Le lingue, essendo sottoposte all’azione del tempo, evolvono, e così le loro grammatiche. (cap. VII). Riprendendo una nota ipotesi di Jakobson sulla loro organizzazione interna, per Simone le lingue cambiano seguendo una parabola inversa al modo in cui si sono formate: dapprima si modifica lo strato più esterno, quello che si è costituito secondariamente, poi lo strato più interno, il primo a formarsi e perciò il più resistente al cambiamento. Nel loro evolversi le lingue seguono direzioni prevedibili e coerenti, tanto che per alcuni fenomeni è possibile individuare dei ‘cicli’. Ne citiamo alcuni (cap. V), cominciando dal ciclo individuato da Jespersen sulla negazione: inizialmente essa occupa la posizione preverbale; successivamente viene a trovarsi, duplicandosi, sia prima sia dopo il verbo; infine, occupa solo la posizione postverbale. È quanto è accaduto ad esempio al francese: Je ne vois la route 🡪 Je ne vois pas la route 🡪 Je vois pas la route (p. 142).

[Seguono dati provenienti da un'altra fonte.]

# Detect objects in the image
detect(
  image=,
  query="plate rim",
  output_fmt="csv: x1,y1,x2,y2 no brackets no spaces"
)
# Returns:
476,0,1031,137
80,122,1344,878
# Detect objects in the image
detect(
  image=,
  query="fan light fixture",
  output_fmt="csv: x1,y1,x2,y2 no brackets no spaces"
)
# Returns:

Un altro ciclo è quello della preposizione con, che da “marca di accompagnamento” (significato Comitativo: È arrivato Luigi con Carlo [= Luigi e Carlo sono arrivati])” (p. 160), ha assunto significati diversi: reciproco (“Carlo sta parlando con Luigi = Luigi e Carlo stanno parlando”), strumentale (“Lo ha colpito col bastone”), sincronico (“È uscito con la pioggia”), sincronico/avverso (“È uscito con tutta la pioggia”), di maniera (“Sta parlando con la solita flemma”) (per tutti questi esempi, p. 161).

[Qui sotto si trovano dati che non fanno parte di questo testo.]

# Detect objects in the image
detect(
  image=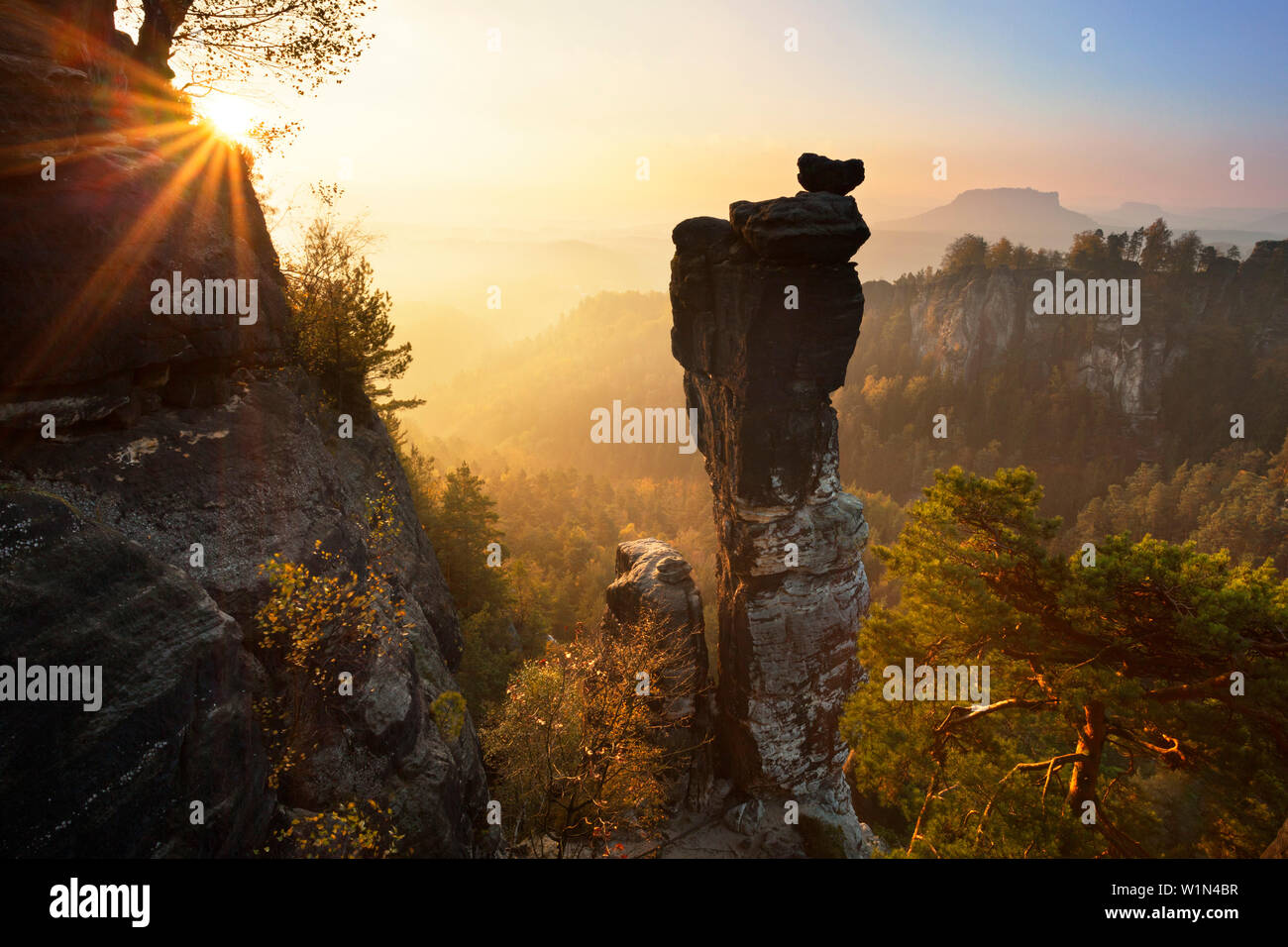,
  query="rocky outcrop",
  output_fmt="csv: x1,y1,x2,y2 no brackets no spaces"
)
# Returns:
796,151,863,196
601,537,712,805
881,241,1288,438
671,157,868,854
0,1,494,857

Se la grammatica di ogni lingua, come si è mostrato, è complessa, disorganica e mutevole, è possibile definirla, almeno nei suoi aspetti più caratterizzanti, e comprenderne l’origine e il modo in cui si è evoluta? (cap. VIII). Simone prova a farlo.

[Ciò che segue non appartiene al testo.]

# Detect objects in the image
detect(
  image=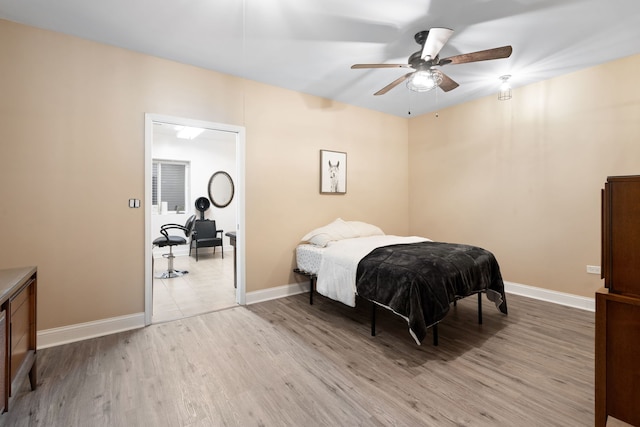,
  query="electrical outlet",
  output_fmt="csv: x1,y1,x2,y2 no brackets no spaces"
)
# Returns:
587,265,600,274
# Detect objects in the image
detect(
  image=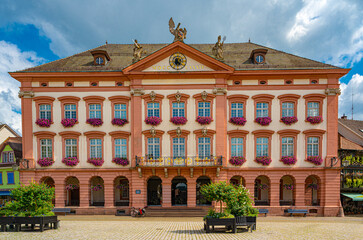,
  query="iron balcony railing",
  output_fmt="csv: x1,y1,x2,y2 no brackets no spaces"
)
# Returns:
135,156,223,167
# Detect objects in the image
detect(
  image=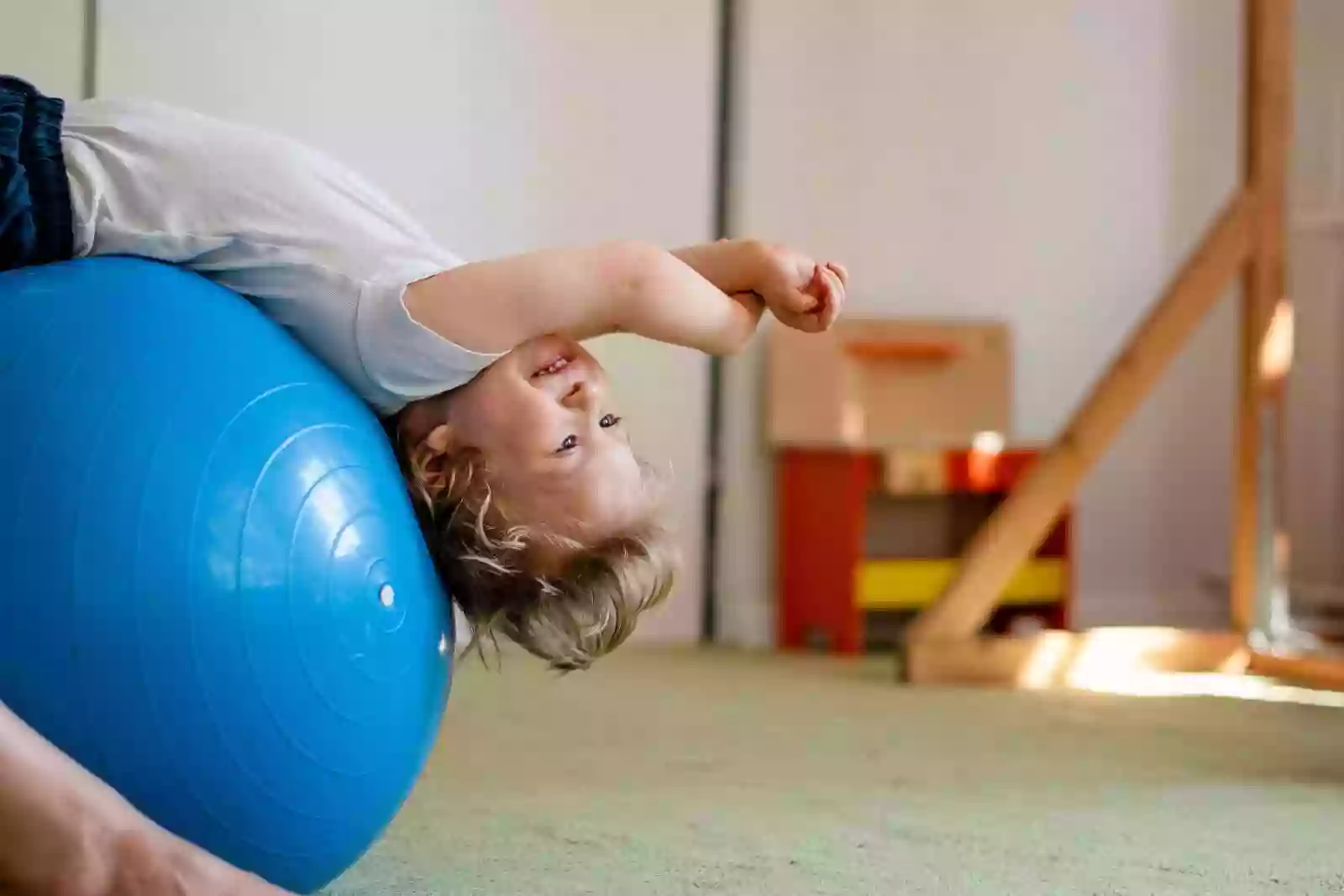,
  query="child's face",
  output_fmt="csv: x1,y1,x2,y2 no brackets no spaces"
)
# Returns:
446,336,649,540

Definisce il linguaggio un “ibrido bio-culturale”, una facoltà in parte derivante da “costrizioni universali imposte dalla natura dell’organismo” (pp. 16-17), in parte prodotto da fattori culturali; mentre sulla sua comparsa ed evoluzione, partendo da alcune congetture più recenti, arriva ad avanzarne una propria, basata sull’idea jakobsoniana che “l’unica occasione di osservare il linguaggio umano in statu nascendi ce la offre il bambino” (Jakobson, 1971: 11). Osservando il linguaggio della nipotina, soprattutto nelle sue fasi iniziali, quando la piccola Emilia aveva poco meno di un anno, Simone ha notato che esso era “composto da due tipi di elementi: un numero limitato di voci lessicali (solo nomi) e un numero relativamente elevato di marcatori pragmatici” (pag. 216-217). Se le cose stanno in questo modo, allora è probabile – conclude Simone – che “prima ancora della protolingua senza grammatica e delle diverse fasi della grammatica vera e propria, esista una protolingua fatta essenzialmente di segnali pragmatici” (p. 217). E portando avanti il ragionamento, relativamente all’evoluzione delle lingue aggiunge: “questo suggerirebbe di assumere una diversa evoluzione delle lingue: prima una pragmatica di base, poi il lessico elementare, infine la grammatica vera e propria” (Ibidem).
Pur essendo un libro accessibile a tutti per la chiarezza e il modo seducente in cui è scritto, La Grammatica presa sul serio non è un libro facile; non solo perché i fenomeni trattati sono numerosissimi, e in non pochi casi noti esclusivamente agli studiosi (come il concetto di ciclo, o quello di evidenzialità, per limitarci a qualche esempio), ma anche perché essi sono affrontati attraverso prospettive di analisi differenti: la prospettiva diacronica, e soprattutto quella sincronica e tipologica-funzionalista, basata cioè sul confronto interlinguistico. Tuttavia, proprio per la sua ampiezza, La Grammatica presa sul serio si presenta come un libro fondamentale, un libro che fornisce gli strumenti per orientarsi all’interno di quel sistema asimmetrico, caotico e assai complesso che è la lingua.